Compilação de Fernanda Pessoa é retrato, análise e diálogo.
Por Alexandre Dias.
Devo revelar, antes de qualquer coisa, que o que tinha em mente sobre as pornochanchadas era basicamente aquele estereótipo clássico: filmes que não abordavam temas densos, orçamentos pífios, produção bizarra e erotismo brega. O conteúdo raso era apenas o "permitido" a ser feito no período da ditadura militar no Brasil, algo que não comprometeria o governo e suas ideias altamente retrógradas. Será que era mesmo?
Histórias que Nosso Cinema (Não) Contava é a desconstrução perfeita de como esta vertente do cinema nacional não era tão repleta de ingenuidade assim; ou, pelo menos, mostra que o descompromisso aparente que a cercava tinha - ou poderia vir a ter, como posso utilizar-me de exemplo - um efeito social significativo. Por meio de um conceito baseado na pesquisa e o recorte de informações, da mesma forma que Eduardo Coutinho concebeu Um Dia na Vida, a diretora Fernanda Pessoa consegue fazer um retrato de um ciclo em paralelo a um diálogo com a atualidade.

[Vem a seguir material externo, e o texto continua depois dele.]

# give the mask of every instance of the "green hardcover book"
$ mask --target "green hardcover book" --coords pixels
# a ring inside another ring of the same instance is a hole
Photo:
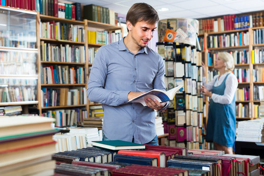
[[[69,12],[68,12],[68,10],[69,10],[69,4],[65,3],[65,19],[69,19]]]
[[[120,140],[92,141],[92,145],[112,150],[144,149],[145,146]]]
[[[84,6],[84,19],[94,22],[97,21],[97,6],[89,4]]]
[[[71,4],[68,4],[68,19],[71,20]]]

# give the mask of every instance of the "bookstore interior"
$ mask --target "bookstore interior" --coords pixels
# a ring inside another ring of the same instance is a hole
[[[89,101],[87,84],[99,48],[127,35],[126,15],[86,1],[0,0],[0,175],[264,175],[264,8],[160,19],[149,46],[167,91],[127,102],[169,102],[154,110],[152,145],[103,140],[104,105]],[[222,52],[238,85],[232,154],[205,140],[209,105],[220,103],[201,90]]]

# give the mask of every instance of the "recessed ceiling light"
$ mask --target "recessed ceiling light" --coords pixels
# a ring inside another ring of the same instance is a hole
[[[169,9],[168,8],[162,7],[162,8],[157,9],[157,10],[160,12],[166,12],[167,11],[170,10],[170,9]]]

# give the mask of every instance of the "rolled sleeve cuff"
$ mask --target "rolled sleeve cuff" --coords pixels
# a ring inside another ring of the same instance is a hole
[[[119,94],[119,103],[123,104],[127,103],[128,101],[128,94],[130,91],[122,91]]]

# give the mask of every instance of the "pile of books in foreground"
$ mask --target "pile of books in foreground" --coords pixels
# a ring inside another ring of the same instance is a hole
[[[53,119],[39,116],[0,118],[0,175],[50,176],[54,174],[58,131],[51,128]]]
[[[93,147],[52,155],[55,176],[259,176],[259,156],[223,151],[93,141]]]
[[[237,141],[264,142],[264,118],[238,122]]]

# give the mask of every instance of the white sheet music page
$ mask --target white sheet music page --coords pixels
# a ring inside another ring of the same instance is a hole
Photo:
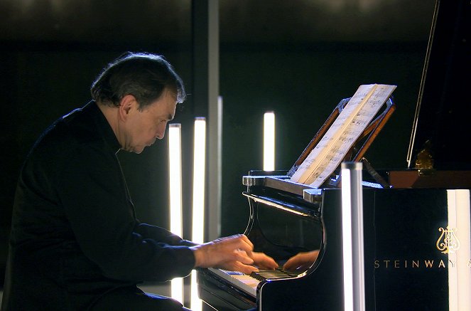
[[[384,84],[360,85],[291,181],[315,188],[323,184],[338,167],[396,87]]]

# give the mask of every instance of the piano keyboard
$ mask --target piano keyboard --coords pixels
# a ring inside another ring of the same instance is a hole
[[[210,268],[209,270],[254,297],[256,297],[256,287],[262,280],[296,278],[298,275],[298,273],[283,270],[281,268],[275,270],[260,270],[259,272],[253,272],[250,275],[212,268]]]

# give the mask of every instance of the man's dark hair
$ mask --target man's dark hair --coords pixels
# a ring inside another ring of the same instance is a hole
[[[163,56],[128,52],[109,63],[92,84],[92,98],[109,106],[119,106],[121,100],[132,95],[142,110],[158,100],[167,88],[178,103],[186,97],[183,83]]]

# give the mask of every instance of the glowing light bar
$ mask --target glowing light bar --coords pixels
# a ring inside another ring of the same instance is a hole
[[[193,206],[192,238],[195,243],[204,243],[205,239],[205,173],[206,157],[206,120],[195,120],[195,139],[193,152]],[[191,273],[191,310],[202,309],[197,295],[196,271]]]
[[[168,167],[170,189],[170,231],[178,236],[182,229],[181,125],[168,125]],[[171,296],[183,302],[183,282],[176,278],[170,282]]]
[[[264,170],[275,169],[275,112],[264,115]]]
[[[342,163],[344,310],[364,311],[363,192],[360,162]]]
[[[471,310],[471,204],[469,189],[447,190],[448,310]]]

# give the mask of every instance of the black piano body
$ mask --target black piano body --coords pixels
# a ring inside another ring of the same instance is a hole
[[[391,187],[362,188],[368,311],[471,310],[471,158],[460,134],[471,130],[462,78],[471,65],[470,16],[467,0],[436,1],[407,169],[382,174]],[[425,166],[418,161],[424,152]],[[344,310],[341,189],[293,184],[288,175],[244,178],[251,209],[244,233],[280,265],[300,252],[319,250],[318,256],[294,276],[268,278],[255,288],[224,271],[200,269],[199,294],[208,305]]]
[[[261,280],[255,295],[214,269],[201,269],[200,297],[218,310],[343,310],[341,190],[263,173],[244,178],[251,209],[244,233],[280,265],[319,249],[317,259],[298,275]],[[469,291],[458,292],[452,284],[459,275],[471,286],[469,190],[364,186],[363,199],[366,310],[448,310],[459,299],[471,306]],[[459,249],[445,250],[451,248],[445,236]]]

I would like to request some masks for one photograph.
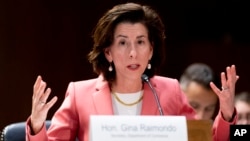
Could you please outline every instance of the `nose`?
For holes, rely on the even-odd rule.
[[[136,51],[136,46],[131,44],[130,50],[129,50],[129,58],[136,58],[137,56],[137,51]]]

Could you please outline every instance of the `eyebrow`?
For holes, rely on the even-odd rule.
[[[121,35],[121,34],[117,35],[115,38],[119,38],[119,37],[128,38],[128,36]],[[145,35],[140,35],[140,36],[137,36],[136,38],[138,39],[138,38],[143,38],[143,37],[146,38]]]

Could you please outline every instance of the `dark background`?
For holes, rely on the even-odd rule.
[[[25,121],[33,84],[42,75],[52,96],[64,99],[70,81],[96,75],[86,59],[97,20],[125,0],[0,1],[0,129]],[[179,79],[194,62],[217,73],[235,64],[236,92],[250,91],[250,8],[240,0],[141,0],[156,8],[166,25],[167,60],[161,75]]]

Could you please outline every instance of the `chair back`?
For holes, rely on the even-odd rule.
[[[4,127],[1,133],[1,141],[25,141],[26,122],[15,122]],[[50,120],[46,121],[46,128],[50,126]]]

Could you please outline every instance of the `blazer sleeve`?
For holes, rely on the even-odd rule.
[[[74,83],[69,83],[65,99],[59,109],[55,112],[51,125],[46,132],[46,127],[36,135],[31,135],[30,119],[26,122],[27,141],[52,141],[52,140],[75,140],[78,130],[78,116],[75,106]]]
[[[238,115],[234,108],[234,115],[231,122],[225,121],[221,111],[216,116],[213,123],[213,141],[229,141],[230,140],[230,125],[236,124]]]

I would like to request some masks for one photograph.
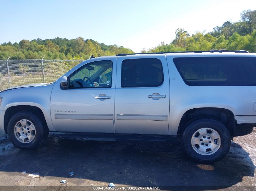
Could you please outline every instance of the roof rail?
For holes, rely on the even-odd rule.
[[[161,53],[133,53],[130,54],[117,54],[116,56],[126,56],[128,55],[134,55],[135,54],[168,54],[169,53],[214,53],[214,52],[222,53],[225,52],[232,52],[234,53],[249,53],[249,52],[246,50],[228,50],[225,49],[221,49],[220,50],[216,50],[212,49],[208,51],[180,51],[178,52],[165,52]]]

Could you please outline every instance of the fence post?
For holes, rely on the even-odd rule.
[[[8,73],[8,78],[9,79],[9,86],[10,88],[11,88],[11,78],[10,77],[10,71],[9,70],[9,63],[8,61],[9,60],[9,59],[11,56],[9,56],[9,58],[6,60],[6,65],[7,65],[7,72]]]
[[[43,57],[43,58],[42,59],[42,60],[41,60],[41,62],[42,62],[42,72],[43,73],[43,78],[44,79],[44,83],[45,83],[45,71],[44,70],[44,61],[43,61],[43,60],[44,59],[44,58],[45,57],[45,55],[44,56],[44,57]]]

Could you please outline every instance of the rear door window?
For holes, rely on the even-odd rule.
[[[125,60],[122,62],[121,87],[157,87],[164,81],[162,63],[157,59]]]
[[[256,85],[253,57],[175,58],[173,61],[188,85]]]

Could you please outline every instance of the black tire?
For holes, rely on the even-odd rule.
[[[20,142],[15,137],[14,130],[17,122],[22,119],[29,120],[34,124],[36,133],[34,139],[30,142],[22,143]],[[21,149],[30,150],[37,148],[47,138],[48,133],[48,128],[44,127],[44,123],[40,119],[32,113],[22,111],[15,114],[9,121],[7,131],[9,137],[13,145]]]
[[[209,155],[198,153],[193,148],[191,143],[194,133],[200,129],[206,127],[218,132],[221,141],[218,149]],[[213,119],[202,118],[194,121],[185,127],[181,137],[181,142],[184,150],[190,157],[200,162],[212,163],[220,160],[228,154],[230,148],[231,138],[227,129],[221,122]]]

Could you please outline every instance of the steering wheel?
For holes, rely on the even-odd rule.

O documentário é estruturado pelos trechos das obras, em sua maioria dos anos 70, alinhados por assunto, além de uma introdução rápida do contexto político e uma conclusão. Tortura, aborto, comunismo, machismo e influência externa são apenas alguns dos campos percorridos no longa-metragem. É impressionante ver como quase cinco décadas depois ainda estamos no mesmo ponto de “debate”. O modo debochado como os personagens – grande parte homens – falam sobre isso de uma maneira conservadora – para, na maior parte, mulheres – soa tristemente familiar. Basta ligar a televisão hoje para observar candidatos à presidência que fazem apologia ao estupro e recusam a lei do feminicídio.
Assim, é notável o alcance do trabalho de Fernanda Pessoa, porque a desolação trazida ao comprovar que as coisas não mudaram tanto desde aquele período vem em formato de reflexão. Ou seja, a nossa "democracia" atual tem aspectos semelhantes à da ditadura militar. Isso é muito grave, tornando a função desse filme mais importante ainda. Não é só um produto que conversa sobre política. Ele é político. E isso é bom, ao contrário do que alguns espectadores podem pensar. Não há nenhuma apelação, a exposição de ideias e argumentos são inteligentes e fluidas.
A cineasta responsável pelo projeto, que também assina o roteiro, merece grande destaque, porém não há como não trazer à tona o nome de Luiz Cruz, organizador da montagem. Os 80 minutos de duração são perfeitamente bem utilizados, sem cansar quem está assistindo e sempre provocando a curiosidade do que será o próximo tema. Os fragmentos extraídos das obras variam o seu tempo, alguns sendo mais curtos e outros mais longos - há verdadeiras cenas de discussão entre os personagens, assim como pequenos comentários e atos.
A propósito, o fato do "gênero" da pornochanchada ser o assunto em questão foi destrinchado com eficiência. O besteirol desses longas conseguem causar risadas pela breguice, o que, por outro lado, auxiliou muito na ironia da produção, algo que Pessoa valorizou para passar alguns de seus pensamentos. Nem por isso não há momentos chocantes e perturbadores. Nunca pensei que um filme assim teria uma cena de tortura, por exemplo, como a que uma mulher é amarrada pelas mãos e os pés e é agredida por homens, ou um momento realmente dramático, representado pela jovem que debate aborto com a sua família católica tradicional. Há, mais uma vez, uma dupla função: gerar uma análise e desfazer um rótulo.
Dizer que as pornochanchadas eram trabalhos com uma sabedoria enrustida não é propriamente uma verdade, mas com certeza pode-se afirmar que representaram uma sociedade e os seus pontos diversos, ainda que sem querer. Portanto, é admirável a tarefa que Fernanda Pessoa trouxe para si, de entender como aquele cinema era uma janela do nosso mundo e colocar isso em questão, trazendo uma abertura de diálogo para os dias atuais que é urgentemente necessária.